News

Actions

Series On: Physical Play, Trash Talk Ratchets Up Between Preds, Ducks

Posted at 12:11 PM, May 16, 2017
and last updated 2017-05-17 09:56:13-04

Now this series begins.

In the moments after a physical, even chippy, game two of the Western Conference Final in which the Ducks won 5-3 to even this series at a game a piece, even more fireworks came.

A frustrated Ryan Johansen stood in the Predators locker room, almost in a trance while unwrapping his wrist tape, incredulous at the way he had been played by Anaheim center Ryan Kesler.

“I mean, he just blows my mind," Johansen  said. "Watching him, I don’t know what’s going through his head over there. But like, his family and his friends watching him play, I don’t know how you cheer for a guy like that. It just doesn’t make sense how he plays the game."

It is the soundbite heard around the world since Sunday, and one that probably just made Kesler nod in approval in the Anaheim locker room.

In a matchup of a youthful Predators team full of speed and skill and a veteran Ducks team with big, physical bodies that lean on you all game, the emotions were bound to spill over. The fact that it comes courtesy of Kesler, the Ducks' professional agitator, or as early as game two should be no surprise.

These two teams battled to a seven-game decision a year ago and didn't much like each other to begin with. And now the stakes in a conference final are so much higher.

Kesler is paid to mark, beat on and get inside the head of the opposing team's top offensive threat. The success of his antics made him the 2011 winner and five-time finalist for the Selke Award, given to the league's best defensive forward.

Being a nuisance is his job.

"I just play the game hard," Kesler, who is rarely made available for locker room interviews, told Sportsnet after game two. "I guess he doesn't like that."

Johansen is the "he" in that quote. The Predators top line center has already tied the franchise record for points in a single postseason with 13, including six points in the last three games. It's Kesler's mission to try to break up that rhythm.

"I’m just trying to go out there and play hockey," Johansen went on to say. "It sucks when you’ve got to pull a stick out of your groin every shift.”

Kesler's intentions were made clear right from the opening faceoff of game two, when he repeatedly jabbed his stick blade into the mid-section of Johansen, forcing him to back away and reset. Kesler later delivered a forearm shiver to Johansen's head as the two crossed paths near the boards in front of the benches.

To his credit, the 24-year-old Johansen kept his cool on the ice, delivering a goal and an assist in game two to give him four points for the series.

"I think Ryan was completely composed," Predators head coach Peter Laviolette said following that game. "I thought Ryan was terrific."
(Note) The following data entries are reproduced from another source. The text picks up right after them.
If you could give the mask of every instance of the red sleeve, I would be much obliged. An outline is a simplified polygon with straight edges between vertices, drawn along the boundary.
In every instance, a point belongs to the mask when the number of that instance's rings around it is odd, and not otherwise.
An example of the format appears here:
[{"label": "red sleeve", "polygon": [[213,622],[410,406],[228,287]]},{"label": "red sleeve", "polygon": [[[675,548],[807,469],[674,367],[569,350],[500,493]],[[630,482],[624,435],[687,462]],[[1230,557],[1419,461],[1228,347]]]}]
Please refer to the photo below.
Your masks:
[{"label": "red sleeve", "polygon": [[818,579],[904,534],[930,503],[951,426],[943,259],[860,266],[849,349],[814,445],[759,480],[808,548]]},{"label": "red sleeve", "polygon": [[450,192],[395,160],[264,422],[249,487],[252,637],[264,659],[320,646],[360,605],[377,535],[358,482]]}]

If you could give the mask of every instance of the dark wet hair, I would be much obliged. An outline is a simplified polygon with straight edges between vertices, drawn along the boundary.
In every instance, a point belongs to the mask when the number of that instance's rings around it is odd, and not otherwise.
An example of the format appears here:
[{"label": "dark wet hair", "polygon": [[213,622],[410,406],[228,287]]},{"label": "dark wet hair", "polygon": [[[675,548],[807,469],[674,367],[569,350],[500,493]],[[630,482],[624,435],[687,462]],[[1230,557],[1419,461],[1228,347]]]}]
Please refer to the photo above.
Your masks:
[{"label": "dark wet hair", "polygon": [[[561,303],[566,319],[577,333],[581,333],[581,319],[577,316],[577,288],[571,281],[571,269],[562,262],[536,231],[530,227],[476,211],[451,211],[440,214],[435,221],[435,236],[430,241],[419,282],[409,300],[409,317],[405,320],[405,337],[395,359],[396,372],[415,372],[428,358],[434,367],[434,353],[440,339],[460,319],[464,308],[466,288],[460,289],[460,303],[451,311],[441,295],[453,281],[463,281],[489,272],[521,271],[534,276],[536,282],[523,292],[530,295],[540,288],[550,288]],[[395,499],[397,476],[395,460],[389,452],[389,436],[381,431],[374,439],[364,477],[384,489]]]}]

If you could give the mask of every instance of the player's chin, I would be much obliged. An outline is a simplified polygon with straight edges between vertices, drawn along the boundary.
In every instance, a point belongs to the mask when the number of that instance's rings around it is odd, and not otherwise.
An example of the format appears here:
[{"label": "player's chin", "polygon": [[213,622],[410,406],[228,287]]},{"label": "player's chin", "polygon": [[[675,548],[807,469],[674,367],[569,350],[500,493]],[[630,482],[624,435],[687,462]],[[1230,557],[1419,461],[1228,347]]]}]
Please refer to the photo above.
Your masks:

The question now for Laviolette is will he allow his young center to take this matchup head on or, with the advantage of last change on home ice, try to separate the Johansen and Kesler lines as much as possible for games three and four.

That remains to be seen, but what is clear is that Kesler is willing to push every button and even cross over the line.

Like it or not, this is the task in front of Johansen for the rest of this series. The poking and prodding is not about to stop. If anything, it will only increase as the tensions rise.

How Johansen and, to a lesser extent, his teammates respond may well determine the West will be won.

Keep their cool and the Predators have the speed and skill to skate past the Ducks. But Anaheim, led by Kesler's physical play, will do everything in it's power to muddy this series up and knock the Preds off their game.

"There's not a lot of room for your own personal assault on somebody because you don't like the way you got played," Laviolette warned even before game two. "You've really got to try to keep everything in check."

That job just got harder, because the heat on an already intense series just got turned up to 11.